M. Lingat, M.D., K.J. Malik, M.D., S. Raab, M.D., P.D. Kaplan, M.D.--Allegheny General Hospital, Pittsburgh, PA

Introduction: Silicosis is a fibrotic disease of the lung caused by pulmonary reaction to free crystalline silica. Radiographically it is manifested by small rounded opacities and occasionally by eggshell calcification of hilar nodes. It is predominantly a parenchymal disease. We report a case of endobronchial silicosis leading to broncholithiasis in the absence of other radiographic features typical of silica exposure.

Case Presentation: A 64-year-old retired coal miner was referred to the Pulmonary Clinic for evaluation of a 10 year history of recurrent pneumonias. He was a non smoker and had a benign past medical history. On physical exam, he was not dyspneic at rest. The breath sounds were normal with no adventitous sounds heard. Cardiac exam was normal. There was no clubbing, cyanosis, or peripheral edema. Chest roentogram demonstrated atelectasis. No rounded opacities were seen. CT scan revealed patchy infiltrates in both lower lung fields, associated with atelectasis. Spirometry was normal with an FVC of 4.78 (87%) and an [FEV.sub.l] of 3.81 (70%). The flow volume loop was normal. Flexible bronchoscopic examination revealed an exophytic endobronchial mass obstructing the right middle lobe bronchus. Biopsies of the lesion revealed fibrohistiocytic proliferation. On polatization, numerous small particles consistent with endobronchial silicotic nodules were found.

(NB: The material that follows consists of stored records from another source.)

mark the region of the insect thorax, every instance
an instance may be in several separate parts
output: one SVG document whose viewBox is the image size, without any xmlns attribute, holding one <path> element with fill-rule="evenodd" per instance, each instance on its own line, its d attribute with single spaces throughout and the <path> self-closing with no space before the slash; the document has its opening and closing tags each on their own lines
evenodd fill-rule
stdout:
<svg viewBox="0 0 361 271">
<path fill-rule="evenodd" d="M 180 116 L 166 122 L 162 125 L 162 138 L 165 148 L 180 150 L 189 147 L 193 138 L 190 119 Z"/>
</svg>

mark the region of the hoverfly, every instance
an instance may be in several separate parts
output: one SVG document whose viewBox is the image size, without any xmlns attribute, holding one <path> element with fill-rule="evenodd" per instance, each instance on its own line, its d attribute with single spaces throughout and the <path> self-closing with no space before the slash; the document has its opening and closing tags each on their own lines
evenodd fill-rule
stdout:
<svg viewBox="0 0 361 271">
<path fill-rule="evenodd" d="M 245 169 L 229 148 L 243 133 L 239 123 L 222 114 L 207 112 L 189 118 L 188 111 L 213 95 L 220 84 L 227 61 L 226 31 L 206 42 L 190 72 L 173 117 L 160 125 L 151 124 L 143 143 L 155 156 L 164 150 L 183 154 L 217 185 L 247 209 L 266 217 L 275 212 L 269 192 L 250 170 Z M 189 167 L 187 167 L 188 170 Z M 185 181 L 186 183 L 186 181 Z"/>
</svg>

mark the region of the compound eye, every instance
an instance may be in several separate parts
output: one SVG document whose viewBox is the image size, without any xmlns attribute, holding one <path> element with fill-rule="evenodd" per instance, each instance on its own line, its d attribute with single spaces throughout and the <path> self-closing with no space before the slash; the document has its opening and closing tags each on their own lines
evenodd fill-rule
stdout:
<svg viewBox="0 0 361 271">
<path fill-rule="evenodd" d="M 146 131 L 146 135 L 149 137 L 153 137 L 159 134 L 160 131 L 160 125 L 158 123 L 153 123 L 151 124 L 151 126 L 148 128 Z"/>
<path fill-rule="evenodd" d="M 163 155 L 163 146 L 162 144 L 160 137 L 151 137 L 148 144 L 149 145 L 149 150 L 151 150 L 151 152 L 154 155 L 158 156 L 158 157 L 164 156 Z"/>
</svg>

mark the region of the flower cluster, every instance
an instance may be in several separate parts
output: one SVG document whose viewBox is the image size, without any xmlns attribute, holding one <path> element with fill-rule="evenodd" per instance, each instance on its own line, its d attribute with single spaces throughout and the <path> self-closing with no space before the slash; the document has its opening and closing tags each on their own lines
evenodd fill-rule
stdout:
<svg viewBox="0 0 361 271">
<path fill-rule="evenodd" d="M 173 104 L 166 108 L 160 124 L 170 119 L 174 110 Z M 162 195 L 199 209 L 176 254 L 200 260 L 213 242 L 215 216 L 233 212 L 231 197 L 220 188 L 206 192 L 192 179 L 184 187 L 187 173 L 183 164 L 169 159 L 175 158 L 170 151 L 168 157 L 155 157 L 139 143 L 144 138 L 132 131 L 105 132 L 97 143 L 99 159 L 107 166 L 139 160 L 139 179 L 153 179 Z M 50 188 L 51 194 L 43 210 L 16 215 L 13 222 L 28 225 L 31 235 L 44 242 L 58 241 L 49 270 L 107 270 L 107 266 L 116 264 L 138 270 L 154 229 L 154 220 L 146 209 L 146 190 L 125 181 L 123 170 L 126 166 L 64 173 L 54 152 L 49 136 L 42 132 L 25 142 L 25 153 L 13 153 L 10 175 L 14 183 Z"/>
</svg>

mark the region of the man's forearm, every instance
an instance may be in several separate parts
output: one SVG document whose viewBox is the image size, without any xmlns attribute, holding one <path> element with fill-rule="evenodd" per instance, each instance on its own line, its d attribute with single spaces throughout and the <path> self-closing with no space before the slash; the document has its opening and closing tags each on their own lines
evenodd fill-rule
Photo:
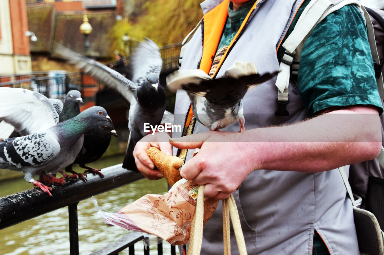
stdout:
<svg viewBox="0 0 384 255">
<path fill-rule="evenodd" d="M 255 169 L 317 172 L 374 158 L 381 126 L 376 109 L 351 107 L 290 126 L 247 131 L 252 142 L 247 146 Z"/>
</svg>

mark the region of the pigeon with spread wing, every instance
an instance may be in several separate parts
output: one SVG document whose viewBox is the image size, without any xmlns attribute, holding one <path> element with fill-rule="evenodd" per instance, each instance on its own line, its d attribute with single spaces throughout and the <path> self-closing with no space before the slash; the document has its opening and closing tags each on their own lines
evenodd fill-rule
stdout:
<svg viewBox="0 0 384 255">
<path fill-rule="evenodd" d="M 180 69 L 167 77 L 171 91 L 187 92 L 196 119 L 210 130 L 219 131 L 235 121 L 245 130 L 242 99 L 248 90 L 276 76 L 257 73 L 253 63 L 237 61 L 223 77 L 212 79 L 202 70 Z"/>
<path fill-rule="evenodd" d="M 0 141 L 0 168 L 20 171 L 24 178 L 51 195 L 51 188 L 35 180 L 35 174 L 52 175 L 71 164 L 83 147 L 84 132 L 95 125 L 111 122 L 106 111 L 93 106 L 67 121 L 43 131 Z"/>
<path fill-rule="evenodd" d="M 161 124 L 165 111 L 165 92 L 159 82 L 162 60 L 159 47 L 148 39 L 139 42 L 130 57 L 130 74 L 127 78 L 62 46 L 56 48 L 61 57 L 114 88 L 129 104 L 130 134 L 123 167 L 137 170 L 132 152 L 136 143 L 147 134 L 144 123 L 154 126 Z"/>
</svg>

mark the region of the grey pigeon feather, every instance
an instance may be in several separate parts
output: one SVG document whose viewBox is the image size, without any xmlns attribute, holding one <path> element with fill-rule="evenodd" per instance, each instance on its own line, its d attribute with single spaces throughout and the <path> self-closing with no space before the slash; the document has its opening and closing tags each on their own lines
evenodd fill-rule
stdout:
<svg viewBox="0 0 384 255">
<path fill-rule="evenodd" d="M 24 172 L 27 181 L 51 195 L 51 189 L 35 181 L 33 175 L 55 173 L 72 163 L 84 132 L 106 120 L 111 121 L 105 109 L 93 106 L 44 131 L 0 141 L 0 168 Z"/>
<path fill-rule="evenodd" d="M 44 130 L 59 122 L 59 114 L 51 101 L 38 92 L 2 87 L 0 95 L 0 120 L 12 125 L 22 136 Z"/>
<path fill-rule="evenodd" d="M 58 114 L 60 115 L 60 114 L 63 111 L 63 102 L 60 99 L 56 98 L 48 98 L 48 100 L 51 102 L 51 103 L 53 106 L 53 108 L 56 110 Z"/>
<path fill-rule="evenodd" d="M 245 130 L 242 99 L 250 88 L 275 76 L 278 72 L 257 74 L 254 64 L 237 61 L 222 77 L 212 79 L 199 69 L 181 69 L 167 78 L 171 91 L 187 92 L 194 115 L 211 130 L 219 131 L 235 121 Z"/>
<path fill-rule="evenodd" d="M 159 47 L 149 39 L 141 42 L 132 55 L 130 76 L 132 81 L 104 65 L 62 46 L 56 47 L 63 58 L 76 64 L 104 85 L 119 93 L 129 104 L 129 140 L 123 167 L 135 170 L 132 152 L 136 143 L 147 134 L 144 123 L 159 125 L 165 111 L 166 95 L 159 83 L 162 60 Z"/>
</svg>

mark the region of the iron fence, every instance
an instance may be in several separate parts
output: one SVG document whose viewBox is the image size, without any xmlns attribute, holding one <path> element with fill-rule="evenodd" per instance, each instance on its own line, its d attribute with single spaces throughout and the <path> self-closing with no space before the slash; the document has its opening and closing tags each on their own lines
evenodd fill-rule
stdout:
<svg viewBox="0 0 384 255">
<path fill-rule="evenodd" d="M 70 254 L 78 255 L 77 204 L 79 202 L 144 177 L 141 173 L 122 168 L 121 165 L 120 164 L 102 169 L 104 178 L 88 174 L 86 182 L 79 180 L 73 180 L 63 186 L 54 186 L 51 191 L 52 196 L 40 189 L 33 188 L 0 198 L 0 229 L 68 206 Z M 81 192 L 79 192 L 79 190 Z M 118 254 L 127 248 L 129 248 L 130 255 L 134 254 L 134 245 L 144 238 L 140 233 L 131 232 L 89 255 Z M 144 251 L 145 255 L 149 254 L 149 248 Z M 158 245 L 157 252 L 158 255 L 162 255 L 161 244 Z M 171 246 L 171 255 L 175 254 L 175 247 Z"/>
<path fill-rule="evenodd" d="M 0 75 L 0 87 L 25 88 L 64 101 L 70 90 L 83 90 L 82 75 L 79 72 L 66 73 L 61 70 Z"/>
</svg>

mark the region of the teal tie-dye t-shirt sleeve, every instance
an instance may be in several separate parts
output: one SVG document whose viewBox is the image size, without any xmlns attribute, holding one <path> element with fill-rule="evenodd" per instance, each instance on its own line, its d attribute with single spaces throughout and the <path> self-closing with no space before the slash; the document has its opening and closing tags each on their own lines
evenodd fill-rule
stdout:
<svg viewBox="0 0 384 255">
<path fill-rule="evenodd" d="M 311 115 L 356 105 L 382 112 L 365 22 L 356 7 L 345 6 L 316 26 L 301 52 L 298 82 Z"/>
</svg>

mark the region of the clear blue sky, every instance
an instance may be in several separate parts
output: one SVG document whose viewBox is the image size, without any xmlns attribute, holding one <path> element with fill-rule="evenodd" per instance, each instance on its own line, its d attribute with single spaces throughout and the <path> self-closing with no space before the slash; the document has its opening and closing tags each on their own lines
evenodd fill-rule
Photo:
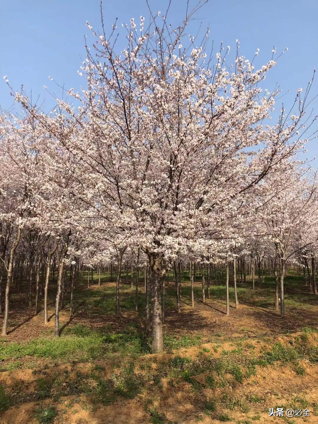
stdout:
<svg viewBox="0 0 318 424">
<path fill-rule="evenodd" d="M 11 0 L 1 2 L 0 9 L 0 105 L 8 109 L 13 104 L 8 88 L 2 79 L 7 75 L 11 85 L 19 90 L 23 84 L 29 95 L 40 95 L 45 109 L 53 100 L 43 87 L 53 89 L 49 75 L 66 88 L 78 89 L 84 81 L 77 73 L 85 57 L 84 34 L 91 34 L 86 21 L 100 28 L 99 0 Z M 149 0 L 153 10 L 163 13 L 166 0 Z M 194 2 L 192 1 L 192 4 Z M 179 22 L 184 16 L 185 0 L 172 0 L 170 20 Z M 123 22 L 142 15 L 148 17 L 145 0 L 104 0 L 106 26 L 110 28 L 118 18 Z M 197 14 L 195 25 L 210 25 L 211 41 L 218 45 L 235 47 L 240 42 L 240 53 L 251 59 L 260 49 L 257 64 L 263 64 L 271 56 L 273 46 L 278 52 L 288 47 L 267 77 L 266 86 L 273 89 L 276 82 L 283 92 L 291 92 L 281 100 L 290 104 L 297 89 L 305 87 L 314 68 L 318 70 L 318 1 L 317 0 L 210 0 Z M 193 25 L 193 24 L 192 24 Z M 193 27 L 193 26 L 192 27 Z M 191 30 L 191 27 L 190 30 Z M 194 31 L 193 31 L 193 33 Z M 318 73 L 312 96 L 318 93 Z M 312 103 L 318 114 L 318 101 Z M 280 105 L 276 108 L 280 109 Z M 316 124 L 315 129 L 318 129 Z M 306 156 L 318 156 L 317 140 L 308 145 Z M 318 159 L 312 165 L 318 167 Z"/>
</svg>

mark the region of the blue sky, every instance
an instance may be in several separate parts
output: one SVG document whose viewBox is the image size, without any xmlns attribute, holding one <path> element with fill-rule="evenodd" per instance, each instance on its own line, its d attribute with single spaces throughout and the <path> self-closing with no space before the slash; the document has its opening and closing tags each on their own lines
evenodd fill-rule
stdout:
<svg viewBox="0 0 318 424">
<path fill-rule="evenodd" d="M 48 110 L 53 106 L 53 100 L 43 86 L 55 89 L 49 75 L 66 88 L 77 90 L 84 84 L 77 71 L 85 57 L 84 35 L 88 35 L 89 44 L 92 39 L 85 22 L 100 28 L 99 0 L 3 0 L 1 3 L 0 105 L 8 110 L 13 104 L 2 79 L 6 75 L 15 90 L 23 84 L 28 95 L 32 91 L 34 98 L 39 95 L 45 102 L 45 109 Z M 165 0 L 149 0 L 149 3 L 153 10 L 162 13 L 167 4 Z M 185 4 L 185 0 L 172 0 L 172 23 L 182 20 Z M 104 0 L 105 26 L 110 28 L 117 17 L 120 30 L 120 24 L 129 22 L 131 17 L 136 23 L 141 15 L 147 19 L 147 10 L 145 0 Z M 297 89 L 306 86 L 314 68 L 318 70 L 317 16 L 317 0 L 210 0 L 197 13 L 190 32 L 193 28 L 194 33 L 194 28 L 201 22 L 203 26 L 209 25 L 210 42 L 213 40 L 215 46 L 223 41 L 234 50 L 237 39 L 240 54 L 251 59 L 258 48 L 257 64 L 260 66 L 271 58 L 273 45 L 277 53 L 288 47 L 265 84 L 269 89 L 277 83 L 283 93 L 290 90 L 278 101 L 288 105 Z M 312 97 L 317 93 L 318 81 L 312 87 Z M 278 110 L 280 106 L 276 105 Z M 315 114 L 318 114 L 318 100 L 315 100 L 312 106 Z M 318 124 L 315 129 L 318 129 Z M 306 157 L 317 156 L 312 165 L 318 167 L 317 140 L 311 142 L 307 149 Z"/>
</svg>

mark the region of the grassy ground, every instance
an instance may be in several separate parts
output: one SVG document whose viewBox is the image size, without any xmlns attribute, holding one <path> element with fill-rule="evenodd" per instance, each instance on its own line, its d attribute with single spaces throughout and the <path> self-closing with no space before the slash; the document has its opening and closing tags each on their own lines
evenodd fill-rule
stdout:
<svg viewBox="0 0 318 424">
<path fill-rule="evenodd" d="M 128 276 L 128 283 L 130 276 Z M 191 307 L 188 275 L 176 312 L 174 285 L 166 296 L 165 352 L 151 354 L 144 330 L 145 296 L 139 311 L 125 278 L 121 315 L 114 316 L 115 285 L 109 275 L 86 288 L 77 282 L 75 314 L 61 312 L 53 335 L 53 287 L 48 325 L 23 295 L 13 293 L 9 332 L 0 343 L 0 424 L 103 423 L 318 422 L 318 300 L 291 270 L 286 279 L 286 316 L 273 309 L 272 277 L 261 288 L 213 284 L 203 304 L 200 278 Z M 54 286 L 54 283 L 51 284 Z M 310 416 L 269 417 L 269 408 L 307 408 Z"/>
</svg>

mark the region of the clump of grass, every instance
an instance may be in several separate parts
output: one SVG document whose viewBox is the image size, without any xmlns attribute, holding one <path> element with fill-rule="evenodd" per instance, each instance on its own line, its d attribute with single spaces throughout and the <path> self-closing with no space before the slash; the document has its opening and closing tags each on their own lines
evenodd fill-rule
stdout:
<svg viewBox="0 0 318 424">
<path fill-rule="evenodd" d="M 152 423 L 152 424 L 164 424 L 165 417 L 155 408 L 149 408 L 148 412 L 150 416 L 149 422 Z"/>
<path fill-rule="evenodd" d="M 302 409 L 305 409 L 309 406 L 309 402 L 304 398 L 301 397 L 300 396 L 296 396 L 294 398 L 294 402 L 299 404 Z"/>
<path fill-rule="evenodd" d="M 316 333 L 317 332 L 316 329 L 312 328 L 311 327 L 303 327 L 301 329 L 301 331 L 304 333 Z"/>
<path fill-rule="evenodd" d="M 179 349 L 181 347 L 190 347 L 197 346 L 201 343 L 199 336 L 182 336 L 178 338 L 175 336 L 164 336 L 163 343 L 167 350 Z"/>
<path fill-rule="evenodd" d="M 3 344 L 0 346 L 0 360 L 28 355 L 84 362 L 114 353 L 136 357 L 149 351 L 144 335 L 135 326 L 113 335 L 105 332 L 105 329 L 98 331 L 78 324 L 66 329 L 61 337 L 42 337 L 28 343 Z"/>
<path fill-rule="evenodd" d="M 36 409 L 33 416 L 38 420 L 39 424 L 50 424 L 57 415 L 57 411 L 53 406 L 44 407 L 42 405 Z"/>
<path fill-rule="evenodd" d="M 208 387 L 210 389 L 215 389 L 215 380 L 212 375 L 206 376 L 206 379 Z"/>
<path fill-rule="evenodd" d="M 189 383 L 191 385 L 192 389 L 194 391 L 198 391 L 200 390 L 200 384 L 191 377 L 190 372 L 188 370 L 184 371 L 182 374 L 182 378 L 184 381 L 186 381 L 187 383 Z"/>
<path fill-rule="evenodd" d="M 219 417 L 220 421 L 232 421 L 232 418 L 229 417 L 227 414 L 221 414 Z"/>
<path fill-rule="evenodd" d="M 0 366 L 0 371 L 14 371 L 14 370 L 20 368 L 22 365 L 21 361 L 14 361 L 13 362 L 9 362 L 6 364 L 4 364 Z"/>
<path fill-rule="evenodd" d="M 216 410 L 216 406 L 215 402 L 211 401 L 206 402 L 204 405 L 204 413 L 206 415 L 210 415 L 211 412 L 215 412 Z"/>
<path fill-rule="evenodd" d="M 114 373 L 112 380 L 115 392 L 130 399 L 141 393 L 145 382 L 143 376 L 135 373 L 132 365 Z"/>
</svg>

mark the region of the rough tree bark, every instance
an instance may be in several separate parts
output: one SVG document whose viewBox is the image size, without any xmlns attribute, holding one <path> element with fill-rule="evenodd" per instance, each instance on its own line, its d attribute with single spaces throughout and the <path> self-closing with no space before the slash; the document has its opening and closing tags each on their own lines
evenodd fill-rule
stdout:
<svg viewBox="0 0 318 424">
<path fill-rule="evenodd" d="M 238 307 L 238 300 L 237 299 L 237 290 L 236 287 L 236 264 L 235 258 L 233 260 L 233 278 L 234 282 L 234 296 L 235 298 L 235 307 Z"/>
<path fill-rule="evenodd" d="M 229 297 L 229 262 L 226 261 L 225 264 L 225 268 L 226 271 L 226 315 L 230 315 L 230 302 Z"/>
<path fill-rule="evenodd" d="M 10 251 L 9 257 L 9 263 L 8 268 L 3 261 L 3 264 L 7 271 L 7 285 L 6 287 L 6 294 L 5 295 L 4 316 L 3 323 L 2 325 L 2 335 L 7 335 L 8 331 L 8 321 L 9 317 L 9 294 L 10 293 L 10 285 L 11 283 L 11 279 L 12 276 L 12 270 L 13 269 L 13 260 L 14 257 L 14 252 L 17 247 L 21 238 L 21 229 L 19 227 L 17 232 L 15 239 Z"/>
<path fill-rule="evenodd" d="M 119 286 L 121 277 L 121 265 L 123 261 L 123 255 L 126 250 L 126 247 L 122 247 L 118 249 L 118 272 L 117 274 L 117 280 L 116 284 L 116 317 L 119 316 L 120 311 L 119 304 Z"/>
<path fill-rule="evenodd" d="M 151 299 L 152 315 L 152 353 L 163 351 L 162 316 L 160 299 L 160 283 L 165 278 L 165 270 L 162 269 L 162 257 L 156 254 L 148 254 L 151 270 Z"/>
</svg>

Discussion: The chronic fibrosing disease of the lungs caused by prolonged and extensive exposure to free silica has been recognized for centuries. Workers exposed to free silica may develop nodular lesions within the lungs that may coalesce into conglomerate or confluent lesions called massive fibrosis. This is defined as complicated silicosis, which may be associated with impaired lung function or even premature death. It is known that granulomatous infections such as Mycobacterium tuberculosis, Histoplasmosis and Coccidioidomycosis may cause broncholithiasis. Cahill, et al reported a case of broncholithiasis with silica exposure. Broncholiths can be deeply embedded into the wall of bronchus and erode into the lumen to cause symptoms such as cough, hemoptysis, lithotripsis, airway obstruction, pneumonia, and fistula formation. Radiographic manifestations include development of airway obstruction resulting in lobar or segmental atelectasis, mucosal impaction or air-trapping. Our patient had symptoms of cough and was treated for recurrent pneumonia twice in the year of diagnosis. Initially, his chest x-ray showed parenchymal densities without any nodules. A followup chest x-ray six months later showed atelectasis and consolidation of the right middle lobe. This was confirmed on CT scan. Bronchoscopy at the time showed an exophytic mass obstructing the right middle lobe. Upon biopsy, the histopathology was consistent with silicotic nodules reflecting his silica exposure. He developed endobronchial silicosis, which manifested as an exuberant growth of granulation tissue obstructing his airway causing atelectasis. Although Mycobacterial infection is often associated with patients, with silicosis, all his cultures were negative. Broncholithiasis may be ablated using YAG laser, and, at times, surgical resection may be necessary. Unfortunately, to-date, there is no specific treatment for silicosis. Current therapeutic measures include treatment of air flow obstruction or bronchodilators, treatment of respiratory tract infections with antibiotics, and the use of supplemental oxygen to prevent complications of chronic hypoxemia.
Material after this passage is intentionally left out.